Analysis of food effect shows no significant difference between taking paxalisib with food versus on an empty stomach, allowing for a less restrictive administration schedule in commercial use.
Study remains ongoing, with a number of patients still in follow-up. Final data is now expected in 2H CY2021.
Kazia CEO, Dr James Garner, commented, "this is extremely useful and encouraging data, as we begin to compile regulatory documentation for paxalisib and give shape to its potential commercial approval. These results give us great confidence that we are administering the drug at the right dose, at the right frequency, and under the correct conditions. Moreover, the data helps to confirm the approach that we have taken in the GBM AGILE pivotal study."
He added, "a lot of our efforts at present are focused on assembling the complex package of scientific information that is required to secure FDA approval for any new drug. Today’s data provides one more piece in that jigsaw.

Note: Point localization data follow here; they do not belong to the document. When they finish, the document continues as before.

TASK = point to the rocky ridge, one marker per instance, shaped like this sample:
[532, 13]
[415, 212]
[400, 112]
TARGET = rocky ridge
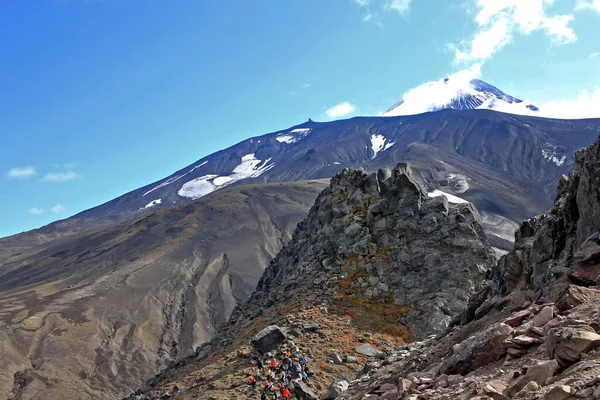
[531, 332]
[376, 263]
[380, 237]
[537, 333]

More broadly, the phase II study is drawing to a conclusion, and we expect to be able to share final data in the second half of this year."
The poster can be viewed on the Company’s website at View Source
Background
The phase II study of paxalisib (NCT03522298) opened to recruitment in May 2018. It was designed to establish the most appropriate dose for use in newly-diagnosed patients, and to seek initial indications of potential clinical efficacy.
The study had previously determined a maximum tolerated dose (MTD) of 60mg, administered once daily. This determination was based primarily on safety findings, which suggested increased toxicity at a higher dose. Today’s PK data corroborates this finding, and shows that increased doses provide limited additional benefit in terms of drug exposure. In effect, these two independent variables both point to a dose of 60mg, giving a high degree of confidence that this is appropriate for future studies and for commercialisation.
Interim analyses of efficacy data from this study have previously shown encouraging signals of clinical efficacy, with a median overall survival (OS) of 17.5 months and a median progression-free survival (PFS) of 8.4 months reported at the most recent data cut. These figures compare very favourably to historical controls for temozolomide, which provide an OS of 12.7 months and a PFS of 5.3 months.
The phase II study remains ongoing, with a number of patients in follow-up, and is expected to deliver final data in 2H CY2021.
In January 2021, paxalisib opened to recruitment in the GBM AGILE pivotal study, which is expected to provide the basis for registration in the US and other territories.